Hello! I was wondering if anyone else was getting this message when zypper dup’ing:
File 'repomd.xml' from repository 'adobe' is unsigned, continue? [yes/no] (no):
I would opt for “no”. Any further advice? Thank you!
How should we know where this repository points to? Post output of “zypper lr -d adobe”.
But at the end, I do not see how accepting it would be worse than manually downloading software from the same site. If you are really concerned, contact maintainer of this repo.
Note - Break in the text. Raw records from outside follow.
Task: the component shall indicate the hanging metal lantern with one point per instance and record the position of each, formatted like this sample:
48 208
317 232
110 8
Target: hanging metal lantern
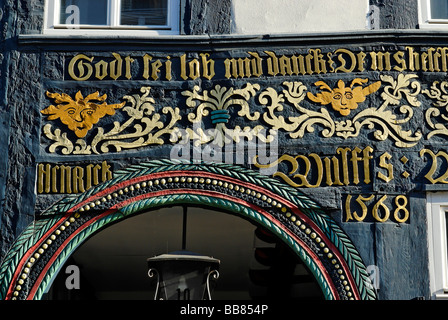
183 275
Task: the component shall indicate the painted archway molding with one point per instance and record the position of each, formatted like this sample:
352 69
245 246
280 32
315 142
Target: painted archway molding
42 249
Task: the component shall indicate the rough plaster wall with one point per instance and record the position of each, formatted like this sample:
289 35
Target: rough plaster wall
19 121
301 16
207 17
397 14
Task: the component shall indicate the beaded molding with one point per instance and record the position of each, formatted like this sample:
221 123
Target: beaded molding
38 254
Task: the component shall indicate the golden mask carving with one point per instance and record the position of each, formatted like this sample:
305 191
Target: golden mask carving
79 114
344 99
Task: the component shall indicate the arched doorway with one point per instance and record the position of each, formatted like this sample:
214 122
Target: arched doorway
254 263
44 247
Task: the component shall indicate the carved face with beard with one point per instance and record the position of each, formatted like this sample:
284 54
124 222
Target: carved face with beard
80 114
344 99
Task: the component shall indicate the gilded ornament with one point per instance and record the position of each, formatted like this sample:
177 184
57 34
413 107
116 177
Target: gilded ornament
344 99
79 114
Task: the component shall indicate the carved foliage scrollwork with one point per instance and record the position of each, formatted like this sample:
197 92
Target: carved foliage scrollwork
147 124
382 118
434 116
143 127
216 103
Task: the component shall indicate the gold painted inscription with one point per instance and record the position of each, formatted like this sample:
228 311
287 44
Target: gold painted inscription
256 64
60 178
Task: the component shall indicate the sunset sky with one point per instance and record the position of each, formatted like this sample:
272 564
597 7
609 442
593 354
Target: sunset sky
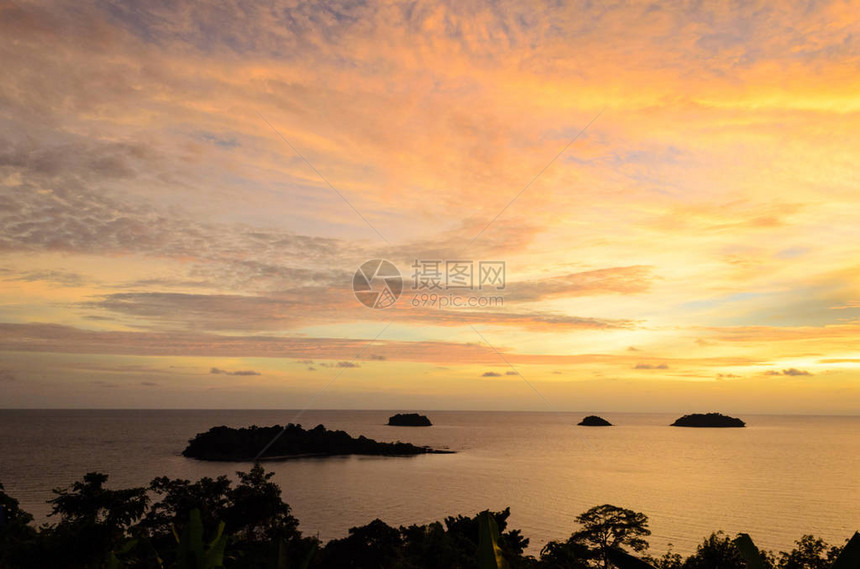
187 190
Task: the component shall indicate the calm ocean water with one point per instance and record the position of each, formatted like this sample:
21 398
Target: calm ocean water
779 478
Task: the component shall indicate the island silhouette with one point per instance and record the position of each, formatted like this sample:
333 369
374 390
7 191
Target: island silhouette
281 443
710 420
409 420
594 421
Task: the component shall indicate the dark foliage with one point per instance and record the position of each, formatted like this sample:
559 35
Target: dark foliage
409 420
137 528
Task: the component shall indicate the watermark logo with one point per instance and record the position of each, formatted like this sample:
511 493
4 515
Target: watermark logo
377 283
437 283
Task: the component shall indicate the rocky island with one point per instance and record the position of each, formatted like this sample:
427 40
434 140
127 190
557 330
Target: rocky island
243 444
711 420
409 420
594 421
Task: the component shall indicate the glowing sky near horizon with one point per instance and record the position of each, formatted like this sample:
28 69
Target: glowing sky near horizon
694 249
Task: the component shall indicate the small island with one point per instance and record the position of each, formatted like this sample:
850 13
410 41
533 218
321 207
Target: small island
244 444
409 420
594 421
709 420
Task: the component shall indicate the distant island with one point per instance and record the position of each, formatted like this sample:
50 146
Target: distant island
409 420
708 420
595 421
243 444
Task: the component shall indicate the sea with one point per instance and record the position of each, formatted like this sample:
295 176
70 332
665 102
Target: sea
777 479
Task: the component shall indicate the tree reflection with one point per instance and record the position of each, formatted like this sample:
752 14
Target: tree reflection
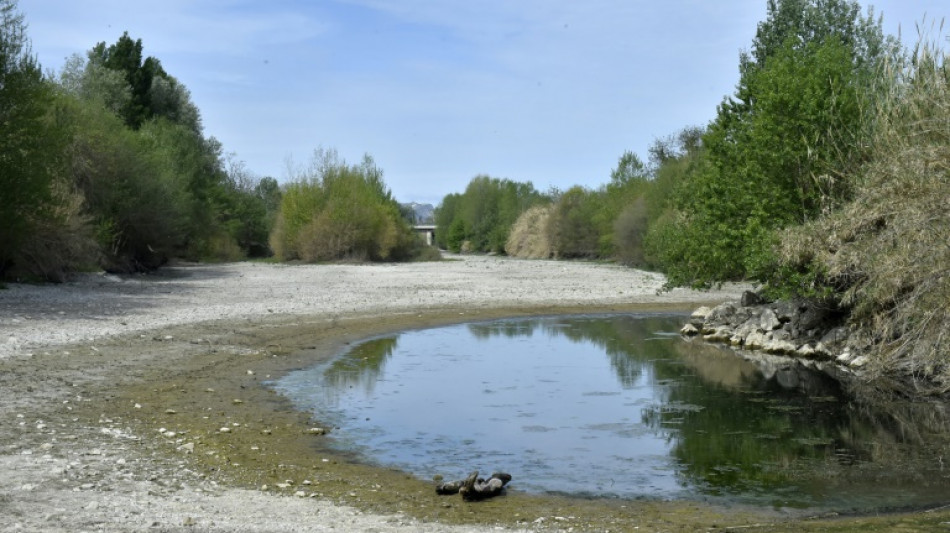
361 366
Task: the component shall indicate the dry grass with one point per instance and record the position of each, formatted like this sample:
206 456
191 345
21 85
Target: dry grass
61 240
528 238
888 251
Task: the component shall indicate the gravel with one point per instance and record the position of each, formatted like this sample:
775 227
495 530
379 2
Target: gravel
63 473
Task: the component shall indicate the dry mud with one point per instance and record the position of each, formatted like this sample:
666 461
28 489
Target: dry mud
140 403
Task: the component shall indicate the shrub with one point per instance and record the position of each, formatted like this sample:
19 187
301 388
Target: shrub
337 211
629 231
528 238
571 228
884 256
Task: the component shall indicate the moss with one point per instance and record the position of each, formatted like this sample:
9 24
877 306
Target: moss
222 382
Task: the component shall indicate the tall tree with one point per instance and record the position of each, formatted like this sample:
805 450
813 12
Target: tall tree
30 144
779 148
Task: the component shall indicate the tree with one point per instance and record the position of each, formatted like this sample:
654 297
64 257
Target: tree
779 148
31 143
483 215
334 210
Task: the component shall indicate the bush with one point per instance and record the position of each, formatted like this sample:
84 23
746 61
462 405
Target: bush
483 215
336 211
571 228
61 241
884 256
630 228
528 238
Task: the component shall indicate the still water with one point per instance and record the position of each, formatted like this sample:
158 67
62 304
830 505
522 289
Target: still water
621 406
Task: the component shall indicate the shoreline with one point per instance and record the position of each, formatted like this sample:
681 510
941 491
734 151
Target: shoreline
114 417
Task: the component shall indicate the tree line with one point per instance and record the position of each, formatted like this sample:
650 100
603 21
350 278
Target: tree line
823 177
105 165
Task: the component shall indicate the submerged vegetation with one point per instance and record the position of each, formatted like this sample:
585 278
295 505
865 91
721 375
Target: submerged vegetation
823 177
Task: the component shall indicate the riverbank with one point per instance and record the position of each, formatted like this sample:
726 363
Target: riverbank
137 403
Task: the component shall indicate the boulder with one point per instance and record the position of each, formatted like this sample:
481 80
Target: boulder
768 320
750 299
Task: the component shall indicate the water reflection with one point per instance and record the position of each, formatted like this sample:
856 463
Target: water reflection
621 406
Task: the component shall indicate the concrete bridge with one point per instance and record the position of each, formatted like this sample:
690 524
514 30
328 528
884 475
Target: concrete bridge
427 232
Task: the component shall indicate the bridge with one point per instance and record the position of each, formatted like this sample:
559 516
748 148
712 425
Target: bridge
427 232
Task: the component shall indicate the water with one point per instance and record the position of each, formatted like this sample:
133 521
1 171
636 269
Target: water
621 406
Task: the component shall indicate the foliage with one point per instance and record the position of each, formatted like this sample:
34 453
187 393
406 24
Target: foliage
884 255
334 211
37 203
572 230
483 215
151 91
130 193
779 151
528 238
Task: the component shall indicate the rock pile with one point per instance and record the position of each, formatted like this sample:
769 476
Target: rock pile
796 329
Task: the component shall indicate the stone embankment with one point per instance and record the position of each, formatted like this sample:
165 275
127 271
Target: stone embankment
810 334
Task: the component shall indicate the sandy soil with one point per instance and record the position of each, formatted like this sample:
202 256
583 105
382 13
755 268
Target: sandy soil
101 383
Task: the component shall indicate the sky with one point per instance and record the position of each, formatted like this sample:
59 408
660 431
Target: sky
439 91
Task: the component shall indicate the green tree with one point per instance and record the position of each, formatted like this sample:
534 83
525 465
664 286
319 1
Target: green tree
32 144
484 213
778 149
572 230
334 210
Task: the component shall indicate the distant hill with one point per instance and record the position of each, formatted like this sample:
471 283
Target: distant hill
424 213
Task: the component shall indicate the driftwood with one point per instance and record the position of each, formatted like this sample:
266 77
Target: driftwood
474 488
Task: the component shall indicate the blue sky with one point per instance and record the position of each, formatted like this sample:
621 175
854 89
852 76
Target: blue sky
438 91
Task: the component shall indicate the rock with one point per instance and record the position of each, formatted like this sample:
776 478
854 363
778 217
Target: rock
786 311
769 321
859 361
835 337
779 347
756 340
721 314
807 350
689 330
813 317
750 298
719 334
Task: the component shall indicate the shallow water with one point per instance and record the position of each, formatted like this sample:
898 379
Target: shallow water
621 406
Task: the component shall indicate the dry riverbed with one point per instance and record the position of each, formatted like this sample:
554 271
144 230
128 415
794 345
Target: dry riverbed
140 403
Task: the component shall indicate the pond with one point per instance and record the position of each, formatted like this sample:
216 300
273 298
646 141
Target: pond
620 406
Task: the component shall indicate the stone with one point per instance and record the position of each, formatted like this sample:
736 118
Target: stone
750 298
756 340
769 321
786 311
721 314
719 334
859 361
780 347
835 337
689 330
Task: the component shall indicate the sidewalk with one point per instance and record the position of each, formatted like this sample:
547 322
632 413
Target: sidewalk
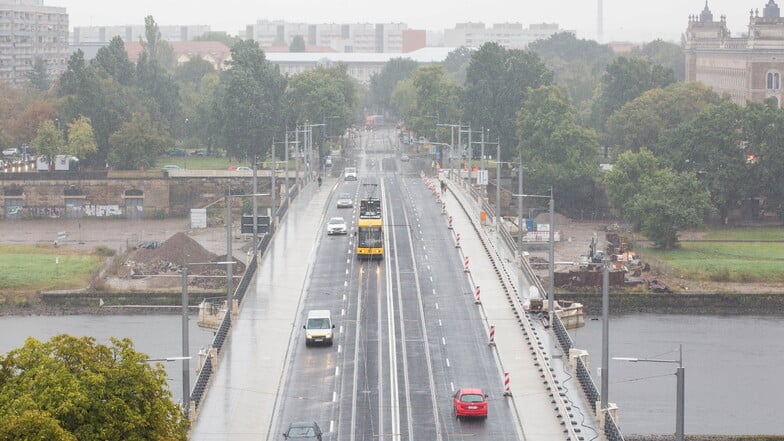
530 397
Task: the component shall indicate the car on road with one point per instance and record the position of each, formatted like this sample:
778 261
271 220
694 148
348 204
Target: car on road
303 430
336 225
470 402
345 201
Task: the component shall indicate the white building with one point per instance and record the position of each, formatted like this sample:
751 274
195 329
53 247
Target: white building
30 31
361 66
341 37
104 34
510 35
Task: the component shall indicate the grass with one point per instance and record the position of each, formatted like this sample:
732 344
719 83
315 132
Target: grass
749 255
205 162
29 268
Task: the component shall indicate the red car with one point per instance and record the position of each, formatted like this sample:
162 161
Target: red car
470 402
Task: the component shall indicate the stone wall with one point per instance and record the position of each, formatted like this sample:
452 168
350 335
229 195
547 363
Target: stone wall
122 194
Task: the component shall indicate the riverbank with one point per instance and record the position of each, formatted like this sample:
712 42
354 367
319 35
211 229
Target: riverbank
695 304
705 437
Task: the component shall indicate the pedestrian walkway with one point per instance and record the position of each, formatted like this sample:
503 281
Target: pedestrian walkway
531 399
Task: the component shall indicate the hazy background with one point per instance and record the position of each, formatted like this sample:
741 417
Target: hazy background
633 20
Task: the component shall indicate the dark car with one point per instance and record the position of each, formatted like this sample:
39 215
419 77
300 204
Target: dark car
303 430
470 402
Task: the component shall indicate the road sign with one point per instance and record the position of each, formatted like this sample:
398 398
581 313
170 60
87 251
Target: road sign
262 224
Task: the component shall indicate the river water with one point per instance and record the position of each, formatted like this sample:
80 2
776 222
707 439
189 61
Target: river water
157 335
733 381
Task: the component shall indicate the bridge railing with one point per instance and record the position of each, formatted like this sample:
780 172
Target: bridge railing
221 335
587 384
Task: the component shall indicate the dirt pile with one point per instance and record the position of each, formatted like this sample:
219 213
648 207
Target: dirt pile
169 257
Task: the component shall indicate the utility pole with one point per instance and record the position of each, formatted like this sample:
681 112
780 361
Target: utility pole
186 378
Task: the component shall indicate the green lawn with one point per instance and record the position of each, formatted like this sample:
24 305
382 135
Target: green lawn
746 257
30 269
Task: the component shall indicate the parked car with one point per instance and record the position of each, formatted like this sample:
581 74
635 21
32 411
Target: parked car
345 201
303 430
470 402
336 225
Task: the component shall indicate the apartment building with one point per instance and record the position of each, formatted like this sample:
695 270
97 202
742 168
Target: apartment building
30 31
510 35
340 37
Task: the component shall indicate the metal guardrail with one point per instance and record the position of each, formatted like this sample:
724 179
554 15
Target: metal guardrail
221 335
553 386
587 384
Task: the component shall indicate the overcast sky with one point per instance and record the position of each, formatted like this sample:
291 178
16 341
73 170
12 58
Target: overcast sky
624 20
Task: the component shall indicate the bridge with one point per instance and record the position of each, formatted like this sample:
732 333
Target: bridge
444 309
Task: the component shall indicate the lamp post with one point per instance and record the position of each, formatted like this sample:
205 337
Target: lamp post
551 250
680 374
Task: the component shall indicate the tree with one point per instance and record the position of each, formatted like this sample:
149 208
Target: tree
640 122
559 153
112 60
497 84
249 105
627 175
320 93
48 141
383 83
138 143
624 80
23 126
73 388
435 99
762 146
297 44
709 147
39 77
668 202
577 64
81 139
193 70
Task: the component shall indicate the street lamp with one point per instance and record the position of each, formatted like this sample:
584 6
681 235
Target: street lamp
680 373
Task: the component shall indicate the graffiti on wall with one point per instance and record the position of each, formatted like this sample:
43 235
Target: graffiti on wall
102 210
42 212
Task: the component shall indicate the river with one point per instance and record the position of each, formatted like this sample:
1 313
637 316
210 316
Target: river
157 335
733 380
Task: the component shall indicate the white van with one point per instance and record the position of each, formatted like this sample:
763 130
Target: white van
318 327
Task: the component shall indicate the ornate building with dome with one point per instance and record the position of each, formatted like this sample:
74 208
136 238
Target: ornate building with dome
746 68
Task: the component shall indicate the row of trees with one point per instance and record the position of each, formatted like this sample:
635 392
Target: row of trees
136 111
681 153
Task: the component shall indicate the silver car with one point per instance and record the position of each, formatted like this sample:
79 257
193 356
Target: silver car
336 225
345 201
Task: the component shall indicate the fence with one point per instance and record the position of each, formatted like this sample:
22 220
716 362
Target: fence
203 379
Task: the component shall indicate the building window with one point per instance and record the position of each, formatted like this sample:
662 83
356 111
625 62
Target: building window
774 81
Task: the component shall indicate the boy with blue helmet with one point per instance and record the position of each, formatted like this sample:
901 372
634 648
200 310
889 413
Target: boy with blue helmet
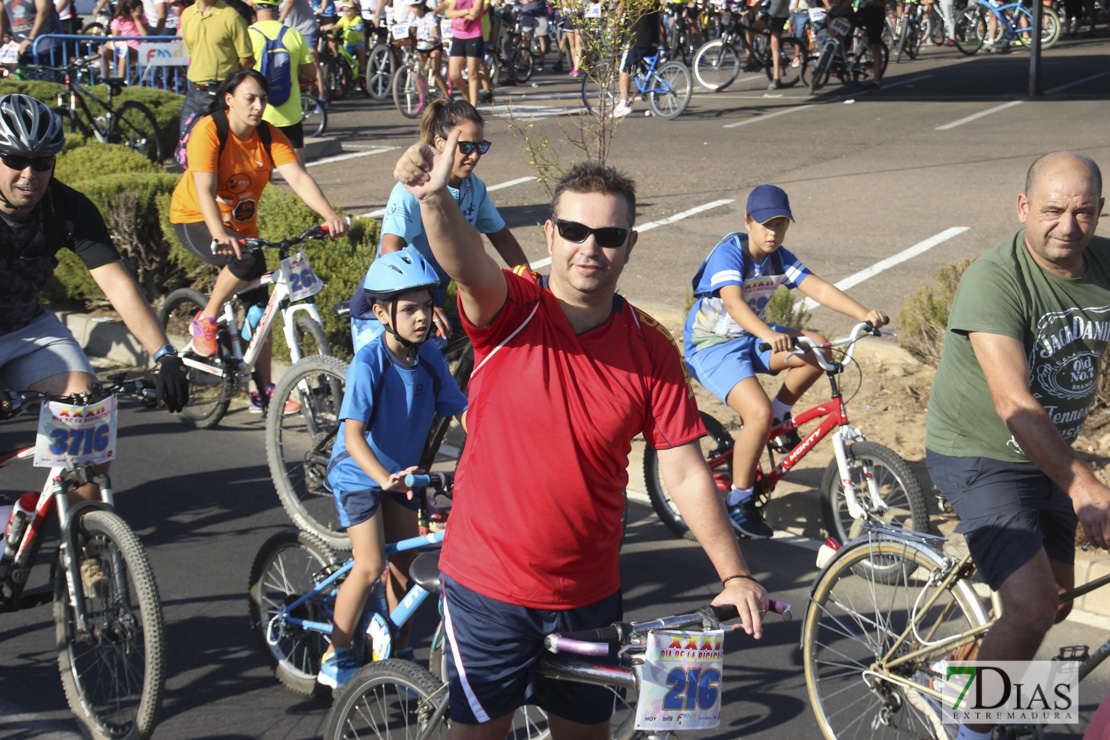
727 324
394 386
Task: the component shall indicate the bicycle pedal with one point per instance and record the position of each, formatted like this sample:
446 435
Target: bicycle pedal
1079 652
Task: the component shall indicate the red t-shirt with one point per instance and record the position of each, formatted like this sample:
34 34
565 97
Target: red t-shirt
537 505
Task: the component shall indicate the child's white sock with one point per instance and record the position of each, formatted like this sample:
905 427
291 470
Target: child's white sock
737 495
779 411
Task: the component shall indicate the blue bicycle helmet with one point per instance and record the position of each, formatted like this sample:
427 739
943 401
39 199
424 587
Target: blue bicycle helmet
395 273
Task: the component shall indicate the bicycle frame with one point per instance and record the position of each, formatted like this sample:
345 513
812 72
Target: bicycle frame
279 300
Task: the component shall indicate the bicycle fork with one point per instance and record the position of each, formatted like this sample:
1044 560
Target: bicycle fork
856 508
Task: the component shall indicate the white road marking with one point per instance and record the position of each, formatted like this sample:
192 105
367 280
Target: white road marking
979 114
381 212
1072 84
767 117
351 155
920 247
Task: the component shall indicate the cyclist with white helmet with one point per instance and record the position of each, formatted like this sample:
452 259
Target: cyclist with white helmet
394 386
39 216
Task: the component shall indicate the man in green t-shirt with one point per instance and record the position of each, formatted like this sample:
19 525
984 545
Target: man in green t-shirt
286 115
1017 378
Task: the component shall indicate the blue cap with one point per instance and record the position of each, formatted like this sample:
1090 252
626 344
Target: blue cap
767 202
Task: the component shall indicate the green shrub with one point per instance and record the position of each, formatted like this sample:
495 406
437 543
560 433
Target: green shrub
924 318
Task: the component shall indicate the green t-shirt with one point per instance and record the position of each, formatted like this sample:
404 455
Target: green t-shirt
1063 325
288 113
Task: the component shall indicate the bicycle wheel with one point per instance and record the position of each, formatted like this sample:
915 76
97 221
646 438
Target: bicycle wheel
715 445
209 393
821 69
970 30
299 446
114 676
670 89
409 92
380 67
389 699
716 64
853 621
791 62
313 117
284 569
898 488
134 127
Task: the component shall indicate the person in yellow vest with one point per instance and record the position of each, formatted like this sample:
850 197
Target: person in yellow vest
284 115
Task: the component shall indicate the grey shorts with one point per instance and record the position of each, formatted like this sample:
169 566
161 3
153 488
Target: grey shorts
1008 513
40 350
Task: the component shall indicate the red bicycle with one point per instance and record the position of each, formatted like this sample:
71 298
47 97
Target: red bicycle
865 482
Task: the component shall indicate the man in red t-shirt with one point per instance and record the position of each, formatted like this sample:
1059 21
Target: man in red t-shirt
565 375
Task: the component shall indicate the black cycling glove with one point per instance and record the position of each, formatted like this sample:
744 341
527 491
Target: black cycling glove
171 384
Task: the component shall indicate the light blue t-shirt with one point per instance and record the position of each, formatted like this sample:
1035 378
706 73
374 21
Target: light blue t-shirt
729 263
397 403
402 219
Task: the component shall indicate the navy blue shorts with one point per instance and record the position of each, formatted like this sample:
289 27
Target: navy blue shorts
493 647
1008 513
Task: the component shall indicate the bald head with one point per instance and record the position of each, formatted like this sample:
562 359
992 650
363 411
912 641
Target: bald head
1059 163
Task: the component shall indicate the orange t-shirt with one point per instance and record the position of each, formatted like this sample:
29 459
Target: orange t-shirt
242 172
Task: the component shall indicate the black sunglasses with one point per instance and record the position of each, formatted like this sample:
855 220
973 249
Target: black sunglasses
467 147
607 236
38 163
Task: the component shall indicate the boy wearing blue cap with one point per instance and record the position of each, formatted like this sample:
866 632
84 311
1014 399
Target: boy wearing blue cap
727 323
394 386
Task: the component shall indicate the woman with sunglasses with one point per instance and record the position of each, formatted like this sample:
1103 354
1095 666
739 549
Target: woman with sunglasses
215 202
403 229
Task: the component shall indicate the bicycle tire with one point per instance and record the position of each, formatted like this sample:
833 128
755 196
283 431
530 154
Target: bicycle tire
820 73
716 66
898 487
310 336
386 699
789 49
285 568
409 91
313 117
843 648
209 395
134 127
970 30
114 683
299 446
380 67
677 85
716 443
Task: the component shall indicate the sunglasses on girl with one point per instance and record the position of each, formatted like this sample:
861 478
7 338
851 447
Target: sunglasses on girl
468 147
19 163
607 236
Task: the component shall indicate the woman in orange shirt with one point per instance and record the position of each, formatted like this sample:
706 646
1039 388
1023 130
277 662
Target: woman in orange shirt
215 203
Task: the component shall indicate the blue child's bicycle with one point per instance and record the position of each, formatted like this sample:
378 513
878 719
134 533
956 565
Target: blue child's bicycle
667 85
975 28
294 579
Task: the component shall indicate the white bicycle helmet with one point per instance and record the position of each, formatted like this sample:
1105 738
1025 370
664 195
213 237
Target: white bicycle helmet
28 127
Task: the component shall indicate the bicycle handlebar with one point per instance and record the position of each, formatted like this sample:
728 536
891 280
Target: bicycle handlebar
596 642
804 344
14 403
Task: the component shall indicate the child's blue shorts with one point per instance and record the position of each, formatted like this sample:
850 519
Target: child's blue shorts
719 367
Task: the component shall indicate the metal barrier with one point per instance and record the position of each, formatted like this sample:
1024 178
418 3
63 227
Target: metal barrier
162 61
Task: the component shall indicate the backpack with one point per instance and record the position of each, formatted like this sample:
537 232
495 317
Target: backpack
220 118
276 67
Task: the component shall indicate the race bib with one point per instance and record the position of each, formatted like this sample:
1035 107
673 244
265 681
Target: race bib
298 274
76 435
680 689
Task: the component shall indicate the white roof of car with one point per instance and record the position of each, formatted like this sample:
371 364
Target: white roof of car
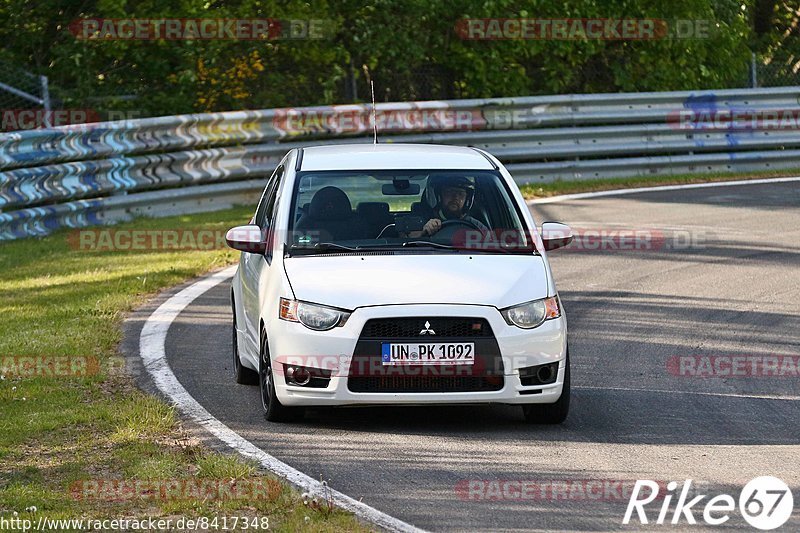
393 157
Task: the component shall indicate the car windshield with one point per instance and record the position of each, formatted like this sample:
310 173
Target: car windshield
440 211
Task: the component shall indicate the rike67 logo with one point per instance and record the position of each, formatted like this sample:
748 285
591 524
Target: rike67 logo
766 503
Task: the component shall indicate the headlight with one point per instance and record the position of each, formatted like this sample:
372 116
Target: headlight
312 316
532 314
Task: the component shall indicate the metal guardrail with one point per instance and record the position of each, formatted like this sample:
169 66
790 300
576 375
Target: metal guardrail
84 175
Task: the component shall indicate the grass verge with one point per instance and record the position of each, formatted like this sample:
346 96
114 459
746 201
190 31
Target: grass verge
86 444
543 190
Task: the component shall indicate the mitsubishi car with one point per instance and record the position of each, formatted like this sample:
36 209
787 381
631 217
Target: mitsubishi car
394 274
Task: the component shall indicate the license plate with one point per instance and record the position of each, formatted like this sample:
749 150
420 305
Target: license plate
447 353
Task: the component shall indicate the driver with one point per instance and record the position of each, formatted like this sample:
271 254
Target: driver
455 195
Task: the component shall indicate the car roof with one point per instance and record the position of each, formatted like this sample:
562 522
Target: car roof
393 157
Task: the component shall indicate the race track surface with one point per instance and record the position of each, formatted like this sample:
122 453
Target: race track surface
719 277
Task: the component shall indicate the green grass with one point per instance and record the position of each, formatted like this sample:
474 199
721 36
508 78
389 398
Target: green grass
58 432
541 190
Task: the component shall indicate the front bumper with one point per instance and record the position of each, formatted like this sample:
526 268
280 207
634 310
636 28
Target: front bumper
291 342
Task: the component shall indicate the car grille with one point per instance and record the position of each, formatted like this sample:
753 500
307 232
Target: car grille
367 374
405 328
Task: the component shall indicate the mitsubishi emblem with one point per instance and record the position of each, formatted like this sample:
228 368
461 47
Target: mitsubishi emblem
427 330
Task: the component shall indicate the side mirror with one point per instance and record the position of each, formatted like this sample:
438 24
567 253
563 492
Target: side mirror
247 239
555 235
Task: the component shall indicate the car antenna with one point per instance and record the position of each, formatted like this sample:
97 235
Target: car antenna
374 116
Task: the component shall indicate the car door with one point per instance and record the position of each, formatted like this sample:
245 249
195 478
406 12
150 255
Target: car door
253 264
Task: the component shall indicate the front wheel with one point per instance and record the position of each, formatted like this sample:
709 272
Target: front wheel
274 410
241 373
551 413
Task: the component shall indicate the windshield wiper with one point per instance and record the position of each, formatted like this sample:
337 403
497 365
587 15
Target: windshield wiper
323 247
429 243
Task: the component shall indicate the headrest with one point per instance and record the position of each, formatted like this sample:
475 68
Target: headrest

If you’re confident about the integrity of the repository, you can disable the gpgcheck as follows
zypper mr --no-gpgcheck *repo_uri repo_name*
or
zypper mr --gpgcheck-allow-unsigned-repo *repo_uri repo_name*
Of course, if you don’t or can’t know for sure whether the repository is faulty or perhaps you could be under attack, you should decline updating from that repo as you suggest.
TSU
If this is for flash-player, then install from the packman repo. That will avoid the problem. You get the same flash-player, but it has been repackaged for packman and the packman repo is properly signed.
When I last tried the adobe repo (for opensuse 41.2, as I recall), the repo was not signed but individual packages were signed with the adobe key.
Thank you tsu2 and nrickert, your answers have been most helpful and kind.